4.3 L’ingegnere deve definire preventivamente e chiaramente con il committente, nel rispetto del presente codice, i contenuti e termini degli incarichi professionali conferitegli.
4.4 L’ingegnere è compensato per le proprie prestazioni professionali a norma delle vigenti tariffe che costituiscono minimi inderogabili, la cui osservanza è preciso dovere professionale, salvo per le sole eccezioni previste da precise disposizioni di legge.
4.5 L’ingegnere non può accettare da terzi compensi diretti o indiretti oltre a quelli dovutigli dal committente senza comunicare a questi natura, motivo ed entità ed aver avuto per iscritto autorizzazione alla riscossione.
4.6 L’ingegnere è inoltre tenuto ad informare il committente, nel caso sia interessato sopra materiali o procedimenti costruttivi proposti per lavori a lui commissionati, quando la natura e la presenza di tali rapporti possa ingenerare sospetto di parzialità professionale o violazione di norme di etica.

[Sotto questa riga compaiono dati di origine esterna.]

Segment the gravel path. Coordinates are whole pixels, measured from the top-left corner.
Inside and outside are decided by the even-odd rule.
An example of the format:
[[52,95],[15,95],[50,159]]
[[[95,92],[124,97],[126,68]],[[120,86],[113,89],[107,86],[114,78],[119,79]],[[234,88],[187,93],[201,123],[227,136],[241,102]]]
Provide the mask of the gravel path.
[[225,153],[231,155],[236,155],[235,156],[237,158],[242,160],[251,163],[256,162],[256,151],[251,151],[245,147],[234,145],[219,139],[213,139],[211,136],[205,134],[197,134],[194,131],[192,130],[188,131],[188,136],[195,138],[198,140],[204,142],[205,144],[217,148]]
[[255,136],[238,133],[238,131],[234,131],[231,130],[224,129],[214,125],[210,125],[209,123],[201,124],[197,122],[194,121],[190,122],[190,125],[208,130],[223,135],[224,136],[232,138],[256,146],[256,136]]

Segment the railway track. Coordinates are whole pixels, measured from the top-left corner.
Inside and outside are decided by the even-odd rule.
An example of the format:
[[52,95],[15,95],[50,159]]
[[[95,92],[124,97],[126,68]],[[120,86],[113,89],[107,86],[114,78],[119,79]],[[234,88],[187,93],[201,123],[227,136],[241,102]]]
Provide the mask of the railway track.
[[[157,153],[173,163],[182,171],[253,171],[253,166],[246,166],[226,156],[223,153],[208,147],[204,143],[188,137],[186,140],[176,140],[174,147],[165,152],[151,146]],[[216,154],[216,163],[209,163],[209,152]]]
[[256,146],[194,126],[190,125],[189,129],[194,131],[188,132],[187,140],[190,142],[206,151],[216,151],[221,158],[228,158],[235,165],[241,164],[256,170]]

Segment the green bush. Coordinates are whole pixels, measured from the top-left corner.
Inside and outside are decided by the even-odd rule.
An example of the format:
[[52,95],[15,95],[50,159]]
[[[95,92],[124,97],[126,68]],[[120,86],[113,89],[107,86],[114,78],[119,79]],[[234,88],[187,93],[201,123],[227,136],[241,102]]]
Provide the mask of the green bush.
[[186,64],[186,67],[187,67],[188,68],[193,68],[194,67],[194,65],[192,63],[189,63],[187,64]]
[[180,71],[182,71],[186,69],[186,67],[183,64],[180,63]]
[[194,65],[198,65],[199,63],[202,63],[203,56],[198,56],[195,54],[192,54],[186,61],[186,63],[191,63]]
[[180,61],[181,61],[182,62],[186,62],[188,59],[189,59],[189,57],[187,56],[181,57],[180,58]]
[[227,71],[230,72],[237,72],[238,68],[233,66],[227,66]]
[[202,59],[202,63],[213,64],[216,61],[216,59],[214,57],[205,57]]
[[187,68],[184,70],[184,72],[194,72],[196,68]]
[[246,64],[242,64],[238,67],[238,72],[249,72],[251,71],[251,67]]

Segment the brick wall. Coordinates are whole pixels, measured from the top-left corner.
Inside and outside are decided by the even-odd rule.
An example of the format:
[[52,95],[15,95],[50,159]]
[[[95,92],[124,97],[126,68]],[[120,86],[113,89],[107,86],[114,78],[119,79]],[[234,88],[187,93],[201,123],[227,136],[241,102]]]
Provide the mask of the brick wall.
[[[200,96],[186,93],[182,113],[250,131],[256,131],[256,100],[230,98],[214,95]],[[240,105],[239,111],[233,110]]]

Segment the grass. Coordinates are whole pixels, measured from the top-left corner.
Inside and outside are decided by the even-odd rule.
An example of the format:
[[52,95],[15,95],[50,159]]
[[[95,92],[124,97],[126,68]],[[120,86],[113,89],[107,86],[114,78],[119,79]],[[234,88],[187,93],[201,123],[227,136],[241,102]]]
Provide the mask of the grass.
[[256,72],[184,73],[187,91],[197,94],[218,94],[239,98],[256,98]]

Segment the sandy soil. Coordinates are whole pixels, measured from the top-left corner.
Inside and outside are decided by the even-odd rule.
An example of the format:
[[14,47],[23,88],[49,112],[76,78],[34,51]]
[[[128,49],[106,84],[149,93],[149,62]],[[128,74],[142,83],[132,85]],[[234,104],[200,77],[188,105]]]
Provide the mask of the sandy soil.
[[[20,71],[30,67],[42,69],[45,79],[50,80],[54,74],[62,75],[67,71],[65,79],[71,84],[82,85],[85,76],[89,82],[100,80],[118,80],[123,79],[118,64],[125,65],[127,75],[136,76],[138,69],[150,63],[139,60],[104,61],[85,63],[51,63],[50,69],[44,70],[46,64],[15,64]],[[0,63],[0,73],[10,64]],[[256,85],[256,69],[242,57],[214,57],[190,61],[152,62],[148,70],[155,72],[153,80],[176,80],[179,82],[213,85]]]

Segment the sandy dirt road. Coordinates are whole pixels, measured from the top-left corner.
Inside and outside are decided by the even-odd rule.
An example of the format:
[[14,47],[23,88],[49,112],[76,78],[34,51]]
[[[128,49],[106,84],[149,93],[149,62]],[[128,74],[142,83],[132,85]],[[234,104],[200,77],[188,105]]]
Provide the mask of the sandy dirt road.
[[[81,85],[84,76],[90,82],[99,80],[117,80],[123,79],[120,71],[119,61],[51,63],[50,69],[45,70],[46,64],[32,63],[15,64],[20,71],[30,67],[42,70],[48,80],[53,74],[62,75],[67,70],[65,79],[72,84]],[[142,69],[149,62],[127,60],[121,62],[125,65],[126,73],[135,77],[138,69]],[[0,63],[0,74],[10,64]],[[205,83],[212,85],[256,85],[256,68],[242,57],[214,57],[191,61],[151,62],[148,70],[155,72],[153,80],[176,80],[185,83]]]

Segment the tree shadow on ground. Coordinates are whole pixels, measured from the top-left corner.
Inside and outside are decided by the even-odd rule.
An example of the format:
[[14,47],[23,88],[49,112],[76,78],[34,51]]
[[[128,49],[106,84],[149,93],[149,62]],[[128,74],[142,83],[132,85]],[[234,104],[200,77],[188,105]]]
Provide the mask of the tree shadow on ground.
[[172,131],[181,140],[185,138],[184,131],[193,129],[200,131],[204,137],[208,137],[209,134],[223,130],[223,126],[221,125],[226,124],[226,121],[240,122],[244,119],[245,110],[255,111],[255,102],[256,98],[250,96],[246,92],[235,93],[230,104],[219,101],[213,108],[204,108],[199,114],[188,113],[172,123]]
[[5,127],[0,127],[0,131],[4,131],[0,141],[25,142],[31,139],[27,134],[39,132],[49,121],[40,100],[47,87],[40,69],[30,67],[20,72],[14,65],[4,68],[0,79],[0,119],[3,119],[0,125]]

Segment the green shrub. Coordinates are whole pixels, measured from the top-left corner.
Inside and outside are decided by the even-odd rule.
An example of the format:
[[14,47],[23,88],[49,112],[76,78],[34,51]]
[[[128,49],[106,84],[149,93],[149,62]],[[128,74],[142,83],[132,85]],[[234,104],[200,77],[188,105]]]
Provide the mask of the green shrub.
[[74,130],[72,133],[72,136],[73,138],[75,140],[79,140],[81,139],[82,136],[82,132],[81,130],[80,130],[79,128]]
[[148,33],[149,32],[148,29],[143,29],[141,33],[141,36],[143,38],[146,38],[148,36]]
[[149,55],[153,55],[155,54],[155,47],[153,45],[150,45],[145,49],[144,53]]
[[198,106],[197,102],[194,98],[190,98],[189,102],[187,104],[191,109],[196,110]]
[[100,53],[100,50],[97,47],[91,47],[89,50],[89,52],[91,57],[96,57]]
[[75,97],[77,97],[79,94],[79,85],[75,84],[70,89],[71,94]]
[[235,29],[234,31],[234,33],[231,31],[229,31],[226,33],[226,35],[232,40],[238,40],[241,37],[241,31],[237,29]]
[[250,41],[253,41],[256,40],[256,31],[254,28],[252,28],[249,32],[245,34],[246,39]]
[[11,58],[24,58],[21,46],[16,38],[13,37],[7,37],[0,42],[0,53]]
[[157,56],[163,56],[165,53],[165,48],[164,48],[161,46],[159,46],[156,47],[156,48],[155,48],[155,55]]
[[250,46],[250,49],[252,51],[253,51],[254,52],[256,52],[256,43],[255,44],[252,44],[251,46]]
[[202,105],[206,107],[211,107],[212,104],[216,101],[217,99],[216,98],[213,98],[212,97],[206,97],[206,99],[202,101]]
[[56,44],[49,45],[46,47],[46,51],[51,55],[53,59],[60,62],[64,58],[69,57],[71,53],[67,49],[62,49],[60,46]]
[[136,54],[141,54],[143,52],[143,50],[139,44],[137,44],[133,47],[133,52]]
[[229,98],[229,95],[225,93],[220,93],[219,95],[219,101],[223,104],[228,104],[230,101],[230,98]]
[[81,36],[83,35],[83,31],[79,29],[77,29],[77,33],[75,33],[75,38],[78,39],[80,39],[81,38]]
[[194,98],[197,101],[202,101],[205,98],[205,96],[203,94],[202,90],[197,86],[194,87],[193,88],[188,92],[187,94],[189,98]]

5. SUI RAPPORTI CON LA COLLETTIVITÀ E IL TERRITORIO

5.1 Le prestazioni professionali dell’ingegnere saranno svolte tenendo conto preminentemente della tutela della vita e della salvaguardia della salute fisica dell’uomo.
5.2 L’ingegnere è tenuto ad una corretta partecipazione alla vita della collettività cui appartiene e deve impegnarsi affinché gli ingegneri non subiscano pressioni lesive della loro dignità.
5.3 Nella propria attività l’ingegnere è tenuto, nei limiti delle sue funzioni, ad evitare che vengano arrecate all’ambiente nel quale opera alterazioni che possono influire negativamente sull’equilibrio ecologico e sulla conservazione dei beni culturali, artistici, storici e del paesaggio.
5.4 Nella propria attività l’ingegnere deve mirare alla massima valorizzazione delle risorse naturali e al minimo spreco delle fonti energetiche.

6. DISPOSIZIONI FINALI

6.1 Il presente codice è accompagnato da norme attuative elaborate dal C.N.I., norme che potranno essere integrate da ciascun Consiglio Provinciale dell’Ordine purché elaborate non in contrasto con il presente codice per una migliore tutela dell’esercizio professionale e per la conservazione del decoro della categoria nella particolare realtà territoriale in cui lo stesso Consiglio è tenuto ad operare.
6.2 Il presente Codice è depositato presso il Ministero di Grazia e Giustizia, il Consiglio Nazionale degli Ingegneri, gli Ordini Provinciali, gli Uffici Giudiziari e Amministrativi interessati.